ゲスト/やまうち内科クリニック 山内雅夫 医師

ピロリ菌について教えてください。

 正式にはヘリコバクター・ピロリといい、胃粘膜に住む細菌です。胃の中は、胃酸のため強い酸性を呈し、細菌が生き延びる環境ではないという先入観から発見が遅れ、存在が認められたのは20年ほど前です。ピロリ菌にはアンモニアを産生する能力があるので、胃酸を中和して胃の中でも生存できるのです。経口的に感染し、衛生状態の悪い地域や国で感染率が高いことが明らかにされています。日本では若い人の感染率は低いのですが、40歳以上では約80%の人が感染しています。これまでの研究で、ピロリ菌が胃炎、胃潰瘍、十二指腸潰瘍の原因になっていることが解明されてきました。ピロリ菌感染=胃・十二指腸潰瘍になるというわけではありませんが、ストレス、喫煙、アルコールの過剰摂取などさまざまな要因が重なると胃・十二指腸潰瘍が発症します。また、ピロリ菌によって引き起こされた慢性胃炎から胃がんが発生することも推測されます。

胃・十二指腸潰瘍の治療方法をご紹介ください。

 以前の胃・十二指腸潰瘍の治療は、胃酸の分泌を抑制するH2ブロッカー投与が一般的でしたが、いったん治癒しても再発しやすく、再治療が必要でした。しかし潰瘍の主要な原因がピロリ菌であることが判明してからは除菌療法に変わりました。

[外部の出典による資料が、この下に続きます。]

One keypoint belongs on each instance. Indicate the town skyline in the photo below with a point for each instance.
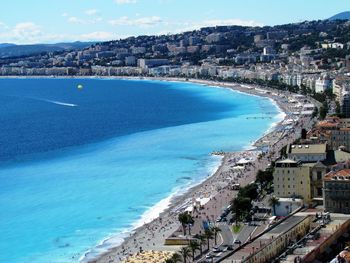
(116, 19)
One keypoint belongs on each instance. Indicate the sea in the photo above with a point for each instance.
(85, 161)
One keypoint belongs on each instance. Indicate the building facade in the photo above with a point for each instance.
(292, 179)
(336, 191)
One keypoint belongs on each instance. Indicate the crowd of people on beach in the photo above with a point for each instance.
(236, 168)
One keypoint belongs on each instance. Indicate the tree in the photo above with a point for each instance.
(175, 258)
(250, 191)
(183, 220)
(186, 220)
(202, 240)
(208, 235)
(185, 253)
(190, 222)
(264, 177)
(241, 207)
(273, 202)
(194, 245)
(215, 230)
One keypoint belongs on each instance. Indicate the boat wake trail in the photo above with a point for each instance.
(54, 102)
(61, 103)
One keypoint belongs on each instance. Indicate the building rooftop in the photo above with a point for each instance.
(286, 161)
(266, 238)
(307, 148)
(342, 175)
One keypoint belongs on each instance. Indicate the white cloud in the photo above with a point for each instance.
(3, 26)
(76, 20)
(141, 22)
(125, 2)
(91, 12)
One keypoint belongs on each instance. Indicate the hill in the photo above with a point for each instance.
(341, 16)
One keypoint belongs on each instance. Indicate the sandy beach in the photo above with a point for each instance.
(216, 188)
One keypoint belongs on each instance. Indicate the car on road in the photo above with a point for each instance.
(230, 247)
(217, 250)
(237, 241)
(209, 255)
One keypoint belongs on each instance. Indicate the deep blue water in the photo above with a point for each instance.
(80, 165)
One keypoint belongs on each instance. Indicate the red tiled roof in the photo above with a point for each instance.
(344, 172)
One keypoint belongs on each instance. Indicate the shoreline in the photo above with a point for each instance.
(178, 201)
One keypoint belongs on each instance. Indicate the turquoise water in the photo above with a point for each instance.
(90, 171)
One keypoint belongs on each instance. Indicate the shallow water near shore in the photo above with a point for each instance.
(78, 166)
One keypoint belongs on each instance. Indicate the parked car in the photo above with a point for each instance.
(237, 241)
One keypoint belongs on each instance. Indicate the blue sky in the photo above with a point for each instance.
(50, 21)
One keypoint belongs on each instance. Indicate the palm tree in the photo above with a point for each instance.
(208, 235)
(194, 245)
(202, 239)
(185, 252)
(176, 258)
(190, 222)
(183, 220)
(273, 202)
(215, 230)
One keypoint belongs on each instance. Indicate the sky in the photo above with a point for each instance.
(52, 21)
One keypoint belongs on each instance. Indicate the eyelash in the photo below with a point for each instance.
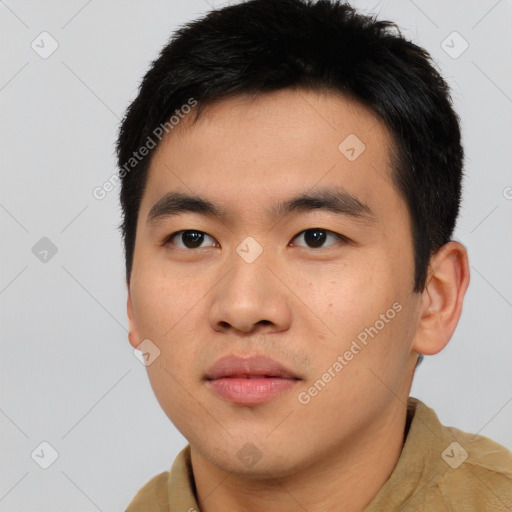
(342, 238)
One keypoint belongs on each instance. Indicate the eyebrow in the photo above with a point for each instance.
(337, 201)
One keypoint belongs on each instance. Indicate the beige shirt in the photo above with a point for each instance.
(440, 469)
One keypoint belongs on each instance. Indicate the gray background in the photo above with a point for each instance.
(68, 374)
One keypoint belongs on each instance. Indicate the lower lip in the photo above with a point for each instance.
(250, 391)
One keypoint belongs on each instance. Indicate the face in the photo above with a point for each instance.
(304, 256)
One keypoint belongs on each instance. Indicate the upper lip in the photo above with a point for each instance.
(236, 366)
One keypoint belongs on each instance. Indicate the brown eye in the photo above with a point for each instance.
(188, 239)
(315, 238)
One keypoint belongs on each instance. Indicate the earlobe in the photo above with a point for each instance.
(442, 298)
(133, 332)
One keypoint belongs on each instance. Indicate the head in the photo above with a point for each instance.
(313, 159)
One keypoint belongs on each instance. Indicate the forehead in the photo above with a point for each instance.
(247, 150)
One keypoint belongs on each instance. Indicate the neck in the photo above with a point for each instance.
(347, 478)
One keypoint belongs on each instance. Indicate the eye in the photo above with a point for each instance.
(189, 238)
(315, 237)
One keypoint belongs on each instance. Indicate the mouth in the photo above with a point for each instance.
(249, 381)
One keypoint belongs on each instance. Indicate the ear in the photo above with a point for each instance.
(133, 330)
(442, 298)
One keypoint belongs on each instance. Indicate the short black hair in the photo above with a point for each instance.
(261, 46)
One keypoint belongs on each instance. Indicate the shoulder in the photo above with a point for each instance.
(153, 497)
(478, 474)
(467, 472)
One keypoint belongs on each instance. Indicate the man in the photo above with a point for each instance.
(291, 178)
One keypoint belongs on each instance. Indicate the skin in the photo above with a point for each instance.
(300, 305)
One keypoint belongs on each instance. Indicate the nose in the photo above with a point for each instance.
(250, 298)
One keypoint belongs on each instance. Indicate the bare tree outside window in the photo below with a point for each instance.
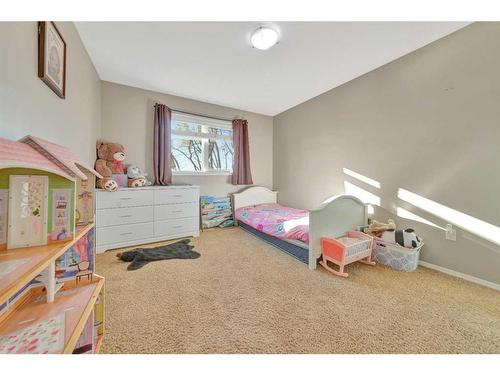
(199, 147)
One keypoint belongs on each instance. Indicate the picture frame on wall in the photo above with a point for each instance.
(52, 57)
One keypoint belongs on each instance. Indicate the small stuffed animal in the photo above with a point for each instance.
(136, 182)
(136, 177)
(110, 160)
(405, 238)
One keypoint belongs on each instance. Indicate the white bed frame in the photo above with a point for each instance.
(332, 219)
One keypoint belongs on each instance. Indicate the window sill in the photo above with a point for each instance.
(201, 174)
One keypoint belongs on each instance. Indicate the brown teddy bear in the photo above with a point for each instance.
(110, 157)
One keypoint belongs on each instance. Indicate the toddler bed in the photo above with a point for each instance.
(296, 232)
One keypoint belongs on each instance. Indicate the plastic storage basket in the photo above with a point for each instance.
(396, 256)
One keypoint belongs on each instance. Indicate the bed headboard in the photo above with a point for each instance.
(254, 195)
(334, 218)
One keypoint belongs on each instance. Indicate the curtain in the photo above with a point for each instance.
(241, 165)
(162, 145)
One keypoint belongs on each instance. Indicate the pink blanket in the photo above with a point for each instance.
(276, 220)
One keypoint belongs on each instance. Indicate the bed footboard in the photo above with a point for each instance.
(334, 218)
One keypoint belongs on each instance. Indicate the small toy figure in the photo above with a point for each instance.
(109, 162)
(136, 177)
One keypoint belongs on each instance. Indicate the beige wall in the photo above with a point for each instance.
(127, 118)
(29, 106)
(428, 122)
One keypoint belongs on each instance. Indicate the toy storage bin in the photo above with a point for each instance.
(396, 256)
(352, 247)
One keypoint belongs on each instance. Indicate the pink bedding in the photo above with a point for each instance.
(275, 220)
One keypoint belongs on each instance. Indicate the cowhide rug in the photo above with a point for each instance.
(140, 257)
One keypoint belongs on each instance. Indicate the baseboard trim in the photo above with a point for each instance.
(460, 275)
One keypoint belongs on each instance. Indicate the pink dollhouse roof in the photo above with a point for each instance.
(19, 155)
(59, 155)
(33, 152)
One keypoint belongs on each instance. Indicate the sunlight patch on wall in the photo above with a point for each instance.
(360, 177)
(362, 194)
(405, 214)
(469, 223)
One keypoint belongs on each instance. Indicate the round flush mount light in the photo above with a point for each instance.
(264, 38)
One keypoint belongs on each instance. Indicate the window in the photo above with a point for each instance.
(201, 145)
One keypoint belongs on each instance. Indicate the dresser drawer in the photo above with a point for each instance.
(124, 233)
(176, 226)
(124, 198)
(175, 211)
(176, 195)
(126, 215)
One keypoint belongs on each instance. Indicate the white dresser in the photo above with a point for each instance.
(132, 216)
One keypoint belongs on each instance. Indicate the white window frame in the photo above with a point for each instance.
(204, 121)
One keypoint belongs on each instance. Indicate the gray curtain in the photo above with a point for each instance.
(162, 145)
(242, 175)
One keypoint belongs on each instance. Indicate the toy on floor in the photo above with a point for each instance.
(352, 247)
(376, 228)
(406, 238)
(136, 177)
(110, 157)
(140, 257)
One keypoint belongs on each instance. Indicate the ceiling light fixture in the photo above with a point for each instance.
(264, 38)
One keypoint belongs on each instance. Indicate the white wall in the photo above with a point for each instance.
(29, 106)
(428, 122)
(127, 118)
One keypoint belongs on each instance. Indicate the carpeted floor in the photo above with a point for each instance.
(244, 296)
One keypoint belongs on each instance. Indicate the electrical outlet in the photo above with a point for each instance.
(451, 234)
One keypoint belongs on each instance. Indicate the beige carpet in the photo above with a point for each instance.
(244, 296)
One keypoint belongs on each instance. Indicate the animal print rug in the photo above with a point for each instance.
(140, 257)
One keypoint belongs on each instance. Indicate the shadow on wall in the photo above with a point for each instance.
(467, 223)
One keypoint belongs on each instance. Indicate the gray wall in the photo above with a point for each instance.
(29, 106)
(127, 118)
(428, 122)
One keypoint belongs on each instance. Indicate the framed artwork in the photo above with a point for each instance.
(52, 57)
(61, 207)
(28, 200)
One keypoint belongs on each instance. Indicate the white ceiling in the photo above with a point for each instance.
(214, 62)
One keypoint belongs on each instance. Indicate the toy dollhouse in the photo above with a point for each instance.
(51, 300)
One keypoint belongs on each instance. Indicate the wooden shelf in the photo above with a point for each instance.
(35, 260)
(76, 301)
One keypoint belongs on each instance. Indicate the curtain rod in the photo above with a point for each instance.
(200, 115)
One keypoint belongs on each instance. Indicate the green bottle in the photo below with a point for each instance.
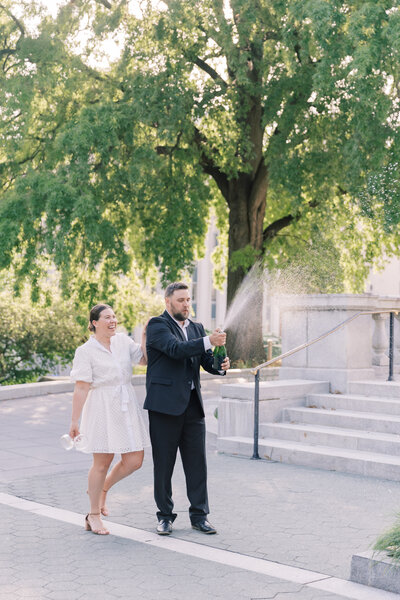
(219, 357)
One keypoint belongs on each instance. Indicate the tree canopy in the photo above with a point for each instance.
(283, 115)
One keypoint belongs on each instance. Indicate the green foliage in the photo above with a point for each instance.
(389, 542)
(106, 169)
(35, 337)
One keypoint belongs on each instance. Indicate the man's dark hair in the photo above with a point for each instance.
(177, 285)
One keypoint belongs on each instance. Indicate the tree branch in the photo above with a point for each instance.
(210, 71)
(274, 228)
(104, 3)
(16, 21)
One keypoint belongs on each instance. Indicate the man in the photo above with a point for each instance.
(176, 347)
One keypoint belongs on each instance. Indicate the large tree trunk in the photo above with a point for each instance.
(246, 200)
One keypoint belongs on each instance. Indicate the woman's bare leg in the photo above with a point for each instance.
(130, 462)
(96, 479)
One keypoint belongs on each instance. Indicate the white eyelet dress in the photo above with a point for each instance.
(111, 418)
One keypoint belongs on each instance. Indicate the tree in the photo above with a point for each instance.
(283, 112)
(35, 337)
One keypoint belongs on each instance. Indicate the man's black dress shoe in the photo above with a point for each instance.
(164, 527)
(204, 527)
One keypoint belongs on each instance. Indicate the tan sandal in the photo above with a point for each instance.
(104, 509)
(88, 527)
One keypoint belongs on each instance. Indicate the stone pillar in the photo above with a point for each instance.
(343, 356)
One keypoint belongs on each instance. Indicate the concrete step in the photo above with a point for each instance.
(369, 464)
(386, 389)
(350, 439)
(354, 402)
(343, 418)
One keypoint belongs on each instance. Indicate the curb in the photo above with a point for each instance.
(376, 569)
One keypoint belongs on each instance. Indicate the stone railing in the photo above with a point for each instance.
(357, 351)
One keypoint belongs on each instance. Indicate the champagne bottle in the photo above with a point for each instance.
(219, 357)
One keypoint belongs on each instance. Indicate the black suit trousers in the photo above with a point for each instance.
(188, 433)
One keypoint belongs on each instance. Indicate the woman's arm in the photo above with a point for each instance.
(81, 391)
(143, 360)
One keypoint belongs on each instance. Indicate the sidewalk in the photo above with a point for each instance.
(284, 532)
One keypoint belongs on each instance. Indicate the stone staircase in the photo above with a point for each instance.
(358, 432)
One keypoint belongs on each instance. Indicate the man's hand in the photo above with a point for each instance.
(226, 364)
(218, 338)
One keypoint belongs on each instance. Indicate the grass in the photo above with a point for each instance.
(389, 542)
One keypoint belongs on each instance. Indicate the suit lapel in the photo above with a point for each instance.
(176, 327)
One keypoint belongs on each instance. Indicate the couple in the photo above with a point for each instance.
(111, 421)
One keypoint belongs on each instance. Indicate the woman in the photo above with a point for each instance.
(111, 419)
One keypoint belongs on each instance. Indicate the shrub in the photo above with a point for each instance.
(34, 338)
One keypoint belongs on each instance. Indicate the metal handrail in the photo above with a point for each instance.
(256, 370)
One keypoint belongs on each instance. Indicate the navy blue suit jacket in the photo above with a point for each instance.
(173, 363)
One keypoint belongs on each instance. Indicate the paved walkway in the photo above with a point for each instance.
(284, 532)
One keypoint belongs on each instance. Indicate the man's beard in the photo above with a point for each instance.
(179, 316)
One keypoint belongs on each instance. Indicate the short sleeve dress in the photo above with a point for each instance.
(112, 420)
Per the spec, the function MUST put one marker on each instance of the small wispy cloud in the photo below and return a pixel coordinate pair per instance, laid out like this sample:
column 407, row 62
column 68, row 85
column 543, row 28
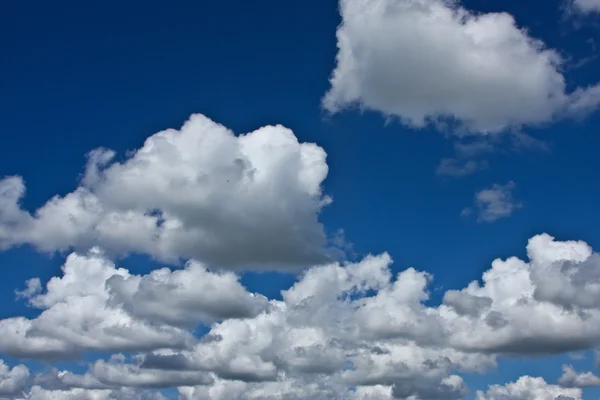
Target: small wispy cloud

これは、胃の中のピロリ菌を駆除するために2種類の抗生剤を1週間内服し、さらにH2ブロッカーよりも強力に胃酸の分泌を抑制するプロトンポンプ・インヒビターを併用する方法です。ただし胃・十二指腸潰瘍の中にはピロリ菌が関与していないものもあり、除菌療法の対象外となります。ピロリ菌感染の有無を検索するには、内視鏡検査で胃粘膜を採取して顕微鏡的に調べる方法のほか、尿素呼気試験、糞(ふん)便検査法、採血による抗体の検査などの方法があり、比較的簡単に分かります。なお、胃・十二指腸潰瘍を有しないピロリ菌感染者(高度の慢性胃炎患者など)に対しても胃がん予防の見地から除菌療法をした方が良いとする意見もありますが、まだ明確な結論は出ていません。